Here is the way to call the function:

a_rows, b_rows, c_rows = find_matching_rows(
    df_a['id'].values, df_a['ts'].values,
    df_b['id'].values, df_b['ts'].values,
    df_c['ts'].values
)

Part 2: dataframe & user-defined functions

As seen before, generic approaches are inherently inefficient (for both speed and memory-usage). One solution is to tweak your operation to apply them directly in the previous Numba code. This would make the overall implementation both very fast (ie. parallel and JIT-compiled) and memory efficient (ie. computed on the fly -- no need for a huge temporary dataframe). That being said, Numba do not support generic pure-Python object types nor pandas functions so this can require some non-trivial code rework regarding your actual dataframe.

The inefficient alternative is to create a big temporary dataframe from index-based arrays previously created by find_matching_rows. Here is an example of Numba code to do that:

@nb.njit('(int32[::1], int32[::1], int32[:,::1])')
def build_df_index(a_rows, b_rows, c_rows):
    n = a_rows.size

    # Count he total number of rows to be computed in df_c
    count = 0
    for i in range(n):
        count += c_rows[i, 1] - c_rows[i, 0]

    new_a_rows = np.empty(count, np.int32)
    new_b_rows = np.empty(count, np.int32)
    new_c_rows = np.empty(count, np.int32)
    offset = 0

    for i in range(n):
        for j in range(c_rows[i, 1] - c_rows[i, 0]):
            new_a_rows[offset] = a_rows[i]
            new_b_rows[offset] = b_rows[i]
            new_c_rows[offset] = c_rows[i,0] + j
            offset += 1

    return (new_a_rows, new_b_rows, new_c_rows)

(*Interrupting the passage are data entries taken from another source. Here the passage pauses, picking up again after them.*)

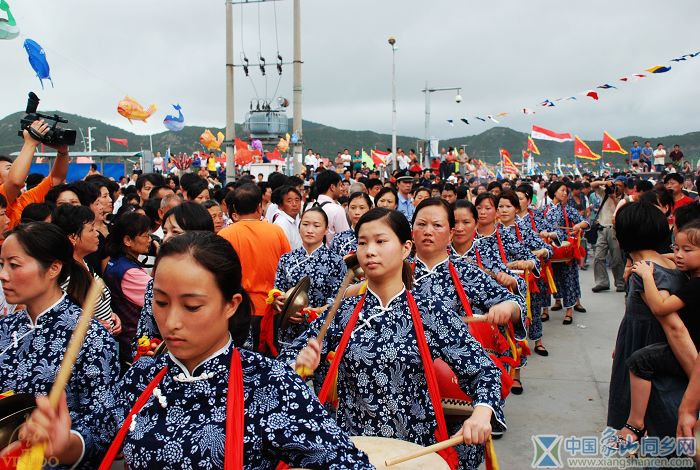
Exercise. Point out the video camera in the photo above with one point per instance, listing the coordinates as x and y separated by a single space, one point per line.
56 135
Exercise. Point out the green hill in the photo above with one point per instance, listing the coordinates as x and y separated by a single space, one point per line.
329 140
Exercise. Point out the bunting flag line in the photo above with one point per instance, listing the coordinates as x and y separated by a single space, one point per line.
659 69
582 150
611 145
508 166
379 157
546 134
531 146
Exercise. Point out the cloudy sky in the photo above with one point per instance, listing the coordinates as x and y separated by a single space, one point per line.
505 55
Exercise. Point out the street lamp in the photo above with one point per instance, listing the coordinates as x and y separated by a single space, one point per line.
428 91
392 43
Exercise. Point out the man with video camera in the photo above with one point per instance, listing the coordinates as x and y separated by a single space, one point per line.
611 191
14 173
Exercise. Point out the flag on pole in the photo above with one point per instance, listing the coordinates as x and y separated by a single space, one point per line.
545 134
582 150
610 144
123 142
531 146
378 157
508 166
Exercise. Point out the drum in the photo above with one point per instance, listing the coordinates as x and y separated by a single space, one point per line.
563 253
455 403
379 449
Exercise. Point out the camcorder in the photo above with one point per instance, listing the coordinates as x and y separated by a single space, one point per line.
56 135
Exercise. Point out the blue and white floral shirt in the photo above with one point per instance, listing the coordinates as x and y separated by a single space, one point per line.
186 429
31 354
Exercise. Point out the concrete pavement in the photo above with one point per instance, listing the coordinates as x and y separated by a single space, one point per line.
565 393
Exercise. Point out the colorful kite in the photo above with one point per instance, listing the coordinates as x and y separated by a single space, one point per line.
132 109
8 27
175 123
37 59
610 144
209 141
582 150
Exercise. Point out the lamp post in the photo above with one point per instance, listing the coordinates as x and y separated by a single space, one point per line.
393 160
427 90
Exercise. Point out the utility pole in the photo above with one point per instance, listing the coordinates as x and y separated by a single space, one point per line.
230 123
297 149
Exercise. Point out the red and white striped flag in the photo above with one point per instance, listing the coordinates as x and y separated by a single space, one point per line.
546 134
508 166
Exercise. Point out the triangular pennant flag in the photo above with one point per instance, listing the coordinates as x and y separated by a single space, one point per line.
531 146
582 150
659 69
611 145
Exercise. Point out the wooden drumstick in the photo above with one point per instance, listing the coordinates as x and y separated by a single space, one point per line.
32 457
425 451
303 371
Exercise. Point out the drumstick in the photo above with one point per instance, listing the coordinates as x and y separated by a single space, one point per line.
77 341
33 456
425 451
303 371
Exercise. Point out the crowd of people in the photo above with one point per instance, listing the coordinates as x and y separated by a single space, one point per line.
459 274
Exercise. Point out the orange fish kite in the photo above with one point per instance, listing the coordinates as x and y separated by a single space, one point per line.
210 142
131 109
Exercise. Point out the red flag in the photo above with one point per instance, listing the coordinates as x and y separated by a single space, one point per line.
610 144
124 142
274 155
379 157
582 150
531 147
508 166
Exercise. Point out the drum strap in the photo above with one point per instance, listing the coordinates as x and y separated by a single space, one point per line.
450 455
233 446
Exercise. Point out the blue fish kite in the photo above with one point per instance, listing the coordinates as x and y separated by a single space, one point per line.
8 27
37 59
175 123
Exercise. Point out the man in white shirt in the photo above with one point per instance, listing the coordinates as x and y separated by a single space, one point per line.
310 162
659 158
287 217
328 186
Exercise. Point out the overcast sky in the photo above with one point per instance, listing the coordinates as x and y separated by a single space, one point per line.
505 55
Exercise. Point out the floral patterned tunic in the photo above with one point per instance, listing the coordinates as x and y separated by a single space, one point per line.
185 429
344 242
326 270
31 354
382 390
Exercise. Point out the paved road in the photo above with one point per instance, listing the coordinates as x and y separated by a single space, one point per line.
565 393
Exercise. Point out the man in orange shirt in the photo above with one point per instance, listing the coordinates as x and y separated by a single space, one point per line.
259 245
14 174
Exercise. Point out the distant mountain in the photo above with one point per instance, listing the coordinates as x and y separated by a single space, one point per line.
329 140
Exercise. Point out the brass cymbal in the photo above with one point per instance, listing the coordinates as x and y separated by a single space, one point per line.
296 299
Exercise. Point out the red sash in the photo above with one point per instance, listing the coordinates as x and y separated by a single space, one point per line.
233 447
449 455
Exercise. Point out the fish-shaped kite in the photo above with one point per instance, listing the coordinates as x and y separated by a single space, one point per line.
175 123
8 27
210 142
37 59
131 109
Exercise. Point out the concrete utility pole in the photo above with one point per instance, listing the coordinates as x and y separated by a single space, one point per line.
297 149
230 123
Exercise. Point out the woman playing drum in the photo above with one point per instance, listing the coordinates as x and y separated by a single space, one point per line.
385 342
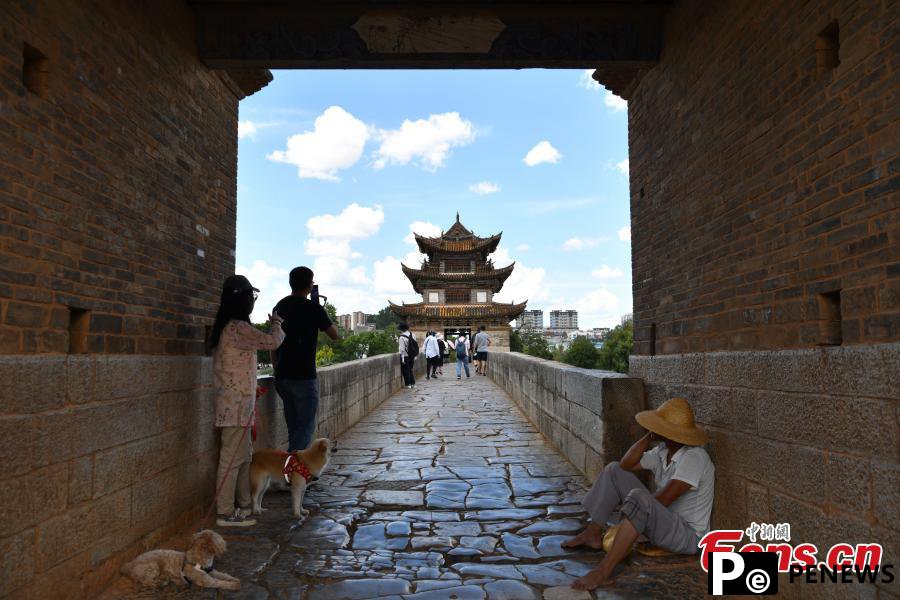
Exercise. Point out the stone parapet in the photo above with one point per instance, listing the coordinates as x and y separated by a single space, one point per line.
587 414
347 392
807 436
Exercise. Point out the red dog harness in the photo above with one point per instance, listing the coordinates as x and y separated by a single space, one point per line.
292 464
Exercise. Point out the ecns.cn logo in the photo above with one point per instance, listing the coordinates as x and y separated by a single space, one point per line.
741 573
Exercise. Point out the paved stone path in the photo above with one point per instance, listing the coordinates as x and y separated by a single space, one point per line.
446 491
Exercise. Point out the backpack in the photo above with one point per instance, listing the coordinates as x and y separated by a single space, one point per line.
412 347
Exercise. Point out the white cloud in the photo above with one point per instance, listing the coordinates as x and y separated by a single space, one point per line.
425 142
544 207
543 152
598 308
525 283
246 129
607 272
329 247
389 280
329 242
613 102
273 285
586 81
353 223
335 143
577 243
333 270
483 188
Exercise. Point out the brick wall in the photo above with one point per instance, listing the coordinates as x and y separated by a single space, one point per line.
758 183
113 179
116 167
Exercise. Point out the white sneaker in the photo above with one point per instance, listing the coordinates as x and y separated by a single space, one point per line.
234 520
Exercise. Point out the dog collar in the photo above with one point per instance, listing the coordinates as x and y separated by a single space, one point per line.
292 464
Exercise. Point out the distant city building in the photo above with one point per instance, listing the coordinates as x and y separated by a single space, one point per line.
599 333
530 319
563 319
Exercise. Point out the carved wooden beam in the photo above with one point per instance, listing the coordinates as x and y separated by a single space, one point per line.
337 34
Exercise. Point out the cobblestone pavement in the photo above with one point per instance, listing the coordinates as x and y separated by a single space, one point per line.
445 491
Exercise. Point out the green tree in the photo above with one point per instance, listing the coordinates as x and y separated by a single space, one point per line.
324 356
515 341
365 343
581 353
617 347
535 344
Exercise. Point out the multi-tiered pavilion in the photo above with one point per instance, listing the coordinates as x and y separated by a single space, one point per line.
458 283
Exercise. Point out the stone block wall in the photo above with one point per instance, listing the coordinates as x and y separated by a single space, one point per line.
102 456
117 179
588 415
117 225
107 456
804 436
764 185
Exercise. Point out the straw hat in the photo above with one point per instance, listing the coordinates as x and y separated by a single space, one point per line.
673 420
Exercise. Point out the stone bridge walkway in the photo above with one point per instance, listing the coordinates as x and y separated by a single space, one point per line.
445 491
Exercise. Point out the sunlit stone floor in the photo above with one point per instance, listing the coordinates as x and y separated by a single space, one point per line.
445 491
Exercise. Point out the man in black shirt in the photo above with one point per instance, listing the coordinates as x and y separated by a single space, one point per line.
295 359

The resulting index arrays can be use to create the final dataframe with df_a.iloc[new_a_rows], df_b.iloc[new_b_rows] and df_c.iloc[new_c_rows] for example. If your actual dataframe contains only uniform types or ones that Numba supports, then you can directly generate this temporary dataframe with Numba (significantly faster than Pandas iloc, especially if performed in parallel).